Get an element of the dataset.

Parameters:

Name Type Description Default
idx int

the index of the batch. Note this is not the index of the video or the frame.

required

Returns:

Type Description
list[Frame]

A list of Frames in the chunk containing the metadata + instance features.

Source code in dreem/datasets/base_dataset.py
def __getitem__(self, idx: int) -> list[Frame]:
    """Get an element of the dataset.

    Args:
        idx: the index of the batch.
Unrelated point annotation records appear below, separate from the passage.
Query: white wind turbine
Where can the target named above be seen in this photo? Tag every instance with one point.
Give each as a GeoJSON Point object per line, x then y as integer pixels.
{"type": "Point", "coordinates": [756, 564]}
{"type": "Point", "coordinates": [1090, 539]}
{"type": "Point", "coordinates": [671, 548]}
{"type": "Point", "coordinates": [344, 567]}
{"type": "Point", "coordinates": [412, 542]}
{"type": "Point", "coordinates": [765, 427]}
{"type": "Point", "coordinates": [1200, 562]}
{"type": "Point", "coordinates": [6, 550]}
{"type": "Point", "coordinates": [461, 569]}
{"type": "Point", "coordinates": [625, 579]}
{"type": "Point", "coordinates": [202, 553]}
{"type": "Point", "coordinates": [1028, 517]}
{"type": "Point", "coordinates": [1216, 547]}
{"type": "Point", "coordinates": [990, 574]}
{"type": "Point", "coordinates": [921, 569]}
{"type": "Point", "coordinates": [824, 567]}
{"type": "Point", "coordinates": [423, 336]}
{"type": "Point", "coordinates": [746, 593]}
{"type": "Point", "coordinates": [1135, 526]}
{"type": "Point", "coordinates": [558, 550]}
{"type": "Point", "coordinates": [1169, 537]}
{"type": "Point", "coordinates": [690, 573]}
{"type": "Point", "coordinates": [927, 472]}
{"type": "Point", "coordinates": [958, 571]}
Note this is not the index of the video
            or the frame.

    Returns:
        A list of `Frame`s in the chunk containing the metadata + instance features.
    """
    label_idx, frame_idx = self.get_indices(idx)

    return self.get_instances(label_idx, frame_idx)
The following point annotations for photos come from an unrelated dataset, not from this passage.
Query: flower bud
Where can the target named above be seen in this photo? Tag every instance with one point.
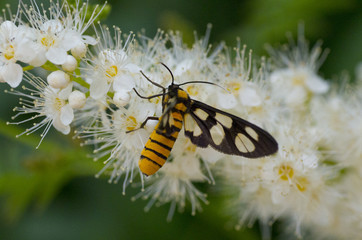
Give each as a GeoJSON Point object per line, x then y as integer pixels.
{"type": "Point", "coordinates": [79, 51]}
{"type": "Point", "coordinates": [58, 79]}
{"type": "Point", "coordinates": [1, 77]}
{"type": "Point", "coordinates": [70, 64]}
{"type": "Point", "coordinates": [121, 98]}
{"type": "Point", "coordinates": [77, 99]}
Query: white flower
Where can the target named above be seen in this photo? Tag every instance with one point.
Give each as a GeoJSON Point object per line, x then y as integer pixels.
{"type": "Point", "coordinates": [295, 84]}
{"type": "Point", "coordinates": [56, 32]}
{"type": "Point", "coordinates": [77, 99]}
{"type": "Point", "coordinates": [14, 46]}
{"type": "Point", "coordinates": [58, 79]}
{"type": "Point", "coordinates": [294, 78]}
{"type": "Point", "coordinates": [47, 103]}
{"type": "Point", "coordinates": [175, 186]}
{"type": "Point", "coordinates": [113, 140]}
{"type": "Point", "coordinates": [112, 69]}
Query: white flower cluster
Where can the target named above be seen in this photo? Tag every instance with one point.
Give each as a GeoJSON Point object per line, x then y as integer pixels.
{"type": "Point", "coordinates": [312, 181]}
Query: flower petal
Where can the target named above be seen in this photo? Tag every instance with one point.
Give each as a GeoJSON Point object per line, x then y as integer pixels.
{"type": "Point", "coordinates": [56, 55]}
{"type": "Point", "coordinates": [99, 88]}
{"type": "Point", "coordinates": [227, 100]}
{"type": "Point", "coordinates": [317, 84]}
{"type": "Point", "coordinates": [58, 125]}
{"type": "Point", "coordinates": [249, 97]}
{"type": "Point", "coordinates": [66, 114]}
{"type": "Point", "coordinates": [125, 82]}
{"type": "Point", "coordinates": [89, 40]}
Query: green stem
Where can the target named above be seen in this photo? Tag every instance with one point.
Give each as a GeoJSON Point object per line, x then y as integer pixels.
{"type": "Point", "coordinates": [28, 68]}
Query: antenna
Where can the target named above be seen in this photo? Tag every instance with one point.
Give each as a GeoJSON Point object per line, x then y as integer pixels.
{"type": "Point", "coordinates": [169, 72]}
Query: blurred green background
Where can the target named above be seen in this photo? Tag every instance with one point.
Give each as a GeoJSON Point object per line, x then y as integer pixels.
{"type": "Point", "coordinates": [50, 193]}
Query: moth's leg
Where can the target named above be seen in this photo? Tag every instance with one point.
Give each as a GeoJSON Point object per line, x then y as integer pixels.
{"type": "Point", "coordinates": [144, 123]}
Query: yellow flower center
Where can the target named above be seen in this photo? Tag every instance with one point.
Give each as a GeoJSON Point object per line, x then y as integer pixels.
{"type": "Point", "coordinates": [233, 87]}
{"type": "Point", "coordinates": [9, 52]}
{"type": "Point", "coordinates": [112, 71]}
{"type": "Point", "coordinates": [131, 123]}
{"type": "Point", "coordinates": [47, 41]}
{"type": "Point", "coordinates": [285, 172]}
{"type": "Point", "coordinates": [302, 184]}
{"type": "Point", "coordinates": [58, 103]}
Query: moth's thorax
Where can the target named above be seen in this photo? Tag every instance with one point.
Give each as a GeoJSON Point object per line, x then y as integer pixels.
{"type": "Point", "coordinates": [175, 94]}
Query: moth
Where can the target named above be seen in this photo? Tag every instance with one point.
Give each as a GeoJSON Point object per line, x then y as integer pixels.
{"type": "Point", "coordinates": [203, 125]}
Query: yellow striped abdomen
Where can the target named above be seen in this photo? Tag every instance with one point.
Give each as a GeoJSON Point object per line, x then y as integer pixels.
{"type": "Point", "coordinates": [159, 146]}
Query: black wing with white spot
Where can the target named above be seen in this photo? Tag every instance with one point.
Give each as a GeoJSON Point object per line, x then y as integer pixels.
{"type": "Point", "coordinates": [205, 126]}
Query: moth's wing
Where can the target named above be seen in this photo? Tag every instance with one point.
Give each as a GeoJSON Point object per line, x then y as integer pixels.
{"type": "Point", "coordinates": [205, 126]}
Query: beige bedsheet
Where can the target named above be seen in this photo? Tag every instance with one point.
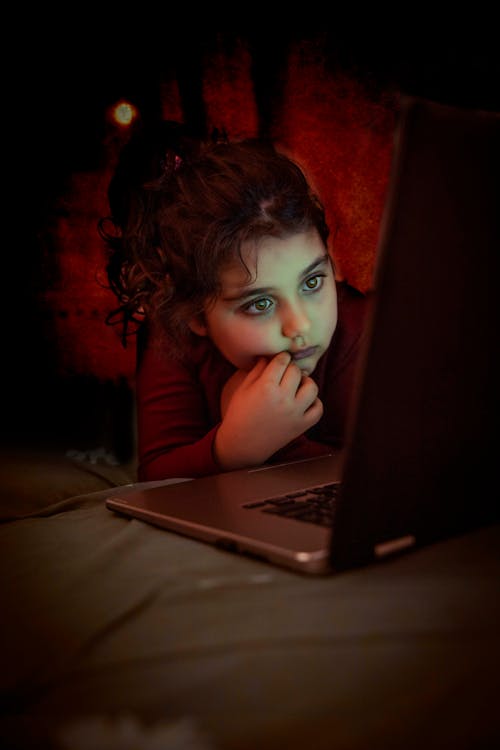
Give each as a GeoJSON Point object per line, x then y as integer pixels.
{"type": "Point", "coordinates": [117, 635]}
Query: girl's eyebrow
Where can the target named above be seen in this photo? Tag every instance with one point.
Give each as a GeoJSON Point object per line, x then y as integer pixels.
{"type": "Point", "coordinates": [256, 291]}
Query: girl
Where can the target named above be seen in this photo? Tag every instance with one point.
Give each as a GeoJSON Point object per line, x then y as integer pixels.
{"type": "Point", "coordinates": [247, 343]}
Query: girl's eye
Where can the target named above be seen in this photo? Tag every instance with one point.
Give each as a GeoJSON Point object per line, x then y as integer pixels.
{"type": "Point", "coordinates": [258, 306]}
{"type": "Point", "coordinates": [313, 283]}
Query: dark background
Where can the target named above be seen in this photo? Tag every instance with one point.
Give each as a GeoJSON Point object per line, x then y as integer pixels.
{"type": "Point", "coordinates": [65, 73]}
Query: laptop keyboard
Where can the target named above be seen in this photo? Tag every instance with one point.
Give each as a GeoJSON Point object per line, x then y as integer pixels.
{"type": "Point", "coordinates": [314, 505]}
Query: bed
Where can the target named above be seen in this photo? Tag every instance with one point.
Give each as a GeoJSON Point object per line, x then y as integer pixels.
{"type": "Point", "coordinates": [119, 635]}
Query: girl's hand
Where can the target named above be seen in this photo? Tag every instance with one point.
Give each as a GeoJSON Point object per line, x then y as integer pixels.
{"type": "Point", "coordinates": [263, 410]}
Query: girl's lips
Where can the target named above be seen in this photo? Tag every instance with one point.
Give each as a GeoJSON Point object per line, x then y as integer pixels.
{"type": "Point", "coordinates": [303, 353]}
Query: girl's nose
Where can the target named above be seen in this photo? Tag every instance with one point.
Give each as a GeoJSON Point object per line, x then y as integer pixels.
{"type": "Point", "coordinates": [295, 322]}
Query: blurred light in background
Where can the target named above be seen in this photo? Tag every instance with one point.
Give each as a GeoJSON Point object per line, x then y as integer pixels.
{"type": "Point", "coordinates": [123, 113]}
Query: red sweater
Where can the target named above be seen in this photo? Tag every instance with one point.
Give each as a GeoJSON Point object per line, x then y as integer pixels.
{"type": "Point", "coordinates": [178, 400]}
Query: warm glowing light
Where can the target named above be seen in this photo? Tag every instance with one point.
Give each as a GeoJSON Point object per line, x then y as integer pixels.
{"type": "Point", "coordinates": [124, 113]}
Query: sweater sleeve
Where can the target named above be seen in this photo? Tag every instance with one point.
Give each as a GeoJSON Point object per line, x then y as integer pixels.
{"type": "Point", "coordinates": [175, 434]}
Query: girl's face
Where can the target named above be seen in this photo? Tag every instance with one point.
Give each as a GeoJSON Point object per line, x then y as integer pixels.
{"type": "Point", "coordinates": [289, 304]}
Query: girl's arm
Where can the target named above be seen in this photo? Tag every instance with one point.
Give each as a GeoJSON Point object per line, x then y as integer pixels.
{"type": "Point", "coordinates": [175, 427]}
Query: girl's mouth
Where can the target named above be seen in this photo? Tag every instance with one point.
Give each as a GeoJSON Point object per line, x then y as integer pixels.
{"type": "Point", "coordinates": [304, 353]}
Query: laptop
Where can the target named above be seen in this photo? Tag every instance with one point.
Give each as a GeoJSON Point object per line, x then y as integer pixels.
{"type": "Point", "coordinates": [419, 463]}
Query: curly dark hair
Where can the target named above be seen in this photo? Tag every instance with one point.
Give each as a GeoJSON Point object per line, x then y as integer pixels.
{"type": "Point", "coordinates": [181, 209]}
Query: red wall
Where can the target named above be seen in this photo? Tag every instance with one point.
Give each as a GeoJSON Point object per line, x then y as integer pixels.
{"type": "Point", "coordinates": [327, 119]}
__init__(label_files, vid_files, padding, crop_size, chunk, clip_length, mode, augmentations=None, n_chunks=1.0, seed=None, gt_list=None)

Initialize Dataset.

Parameters:

Name Type Description Default
label_files list[str]

a list of paths to label files. should at least contain detections for inference, detections + tracks for training.

required
vid_files list[str]

list of paths to video files.

required
padding int

amount of padding around object crops

required
crop_size Union[int, list[int]]

the size of the object crops

required
chunk bool

whether or not to chunk the dataset into batches

required
clip_length int

the number of frames in each chunk

required
mode str

train or val. Determines whether this dataset is used for training or validation. Currently doesn't affect dataset logic

required
augmentations dict | None

An optional dict mapping augmentations to parameters. See subclasses for details.

None
n_chunks int | float

Number of chunks to subsample from. Can either a fraction of the dataset (ie (0,1.0]) or number of chunks

1.0
seed int | None

set a seed for reproducibility

None
gt_list str | None

An optional path to .txt file containing ground truth for cell tracking challenge datasets.

None
Source code in dreem/datasets/base_dataset.py
def __init__(
    self,
    label_files: list[str],
    vid_files: list[str],
    padding: int,
    crop_size: Union[int, list[int]],
    chunk: bool,
    clip_length: int,
    mode: str,
    augmentations: dict | None = None,
    n_chunks: int | float = 1.0,
    seed: int | None = None,
    gt_list: str | None = None,
):
    """Initialize Dataset.

    Args:
        label_files: a list of paths to label files.
            should at least contain detections for inference, detections + tracks for training.
        vid_files: list of paths to video files.
        padding: amount of padding around object crops
        crop_size: the size of the object crops
        chunk: whether or not to chunk the dataset into batches
        clip_length: the number of frames in each chunk
        mode: `train` or `val`. Determines whether this dataset is used for
            training or validation. Currently doesn't affect dataset logic
        augmentations: An optional dict mapping augmentations to parameters.
            See subclasses for details.
        n_chunks: Number of chunks to subsample from.
            Can either a fraction of the dataset (ie (0,1.0]) or number of chunks
        seed: set a seed for reproducibility
        gt_list: An optional path to .txt file containing ground truth for
            cell tracking challenge datasets.
    """
    self.vid_files = vid_files
    self.label_files = label_files
    self.padding = padding
    self.crop_size = crop_size
    self.chunk = chunk
    self.clip_length = clip_length
    self.mode = mode
    self.n_chunks = n_chunks
    self.seed = seed

    if self.seed is not None:
        np.random.seed(self.seed)

    if augmentations and self.mode == "train":
        self.instance_dropout = augmentations.pop(
            "InstanceDropout", {"p": 0.0, "n": 0}
        )
        self.node_dropout = data_utils.NodeDropout(
            **augmentations.pop("NodeDropout", {"p": 0.0, "n": 0})
        )
        self.augmentations = data_utils.build_augmentations(augmentations)
    else:
        self.instance_dropout = {"p": 0.0, "n": 0}
        self.node_dropout = data_utils.NodeDropout(p=0.0, n=0)
        self.augmentations = None

    # Initialize in subclasses
    self.frame_idx = None
    self.labels = None
    self.gt_list = None

__len__()

Get the size of the dataset.

Returns:

Type Description
int

the size or the number of chunks in the dataset

Source code in dreem/datasets/base_dataset.py
def __len__(self) -> int:
    """Get the size of the dataset.

    Returns:
        the size or the number of chunks in the dataset
    """
    return len(self.chunked_frame_idx)

create_chunks_other()

Legacy chunking logic. Does not support unannotated segments.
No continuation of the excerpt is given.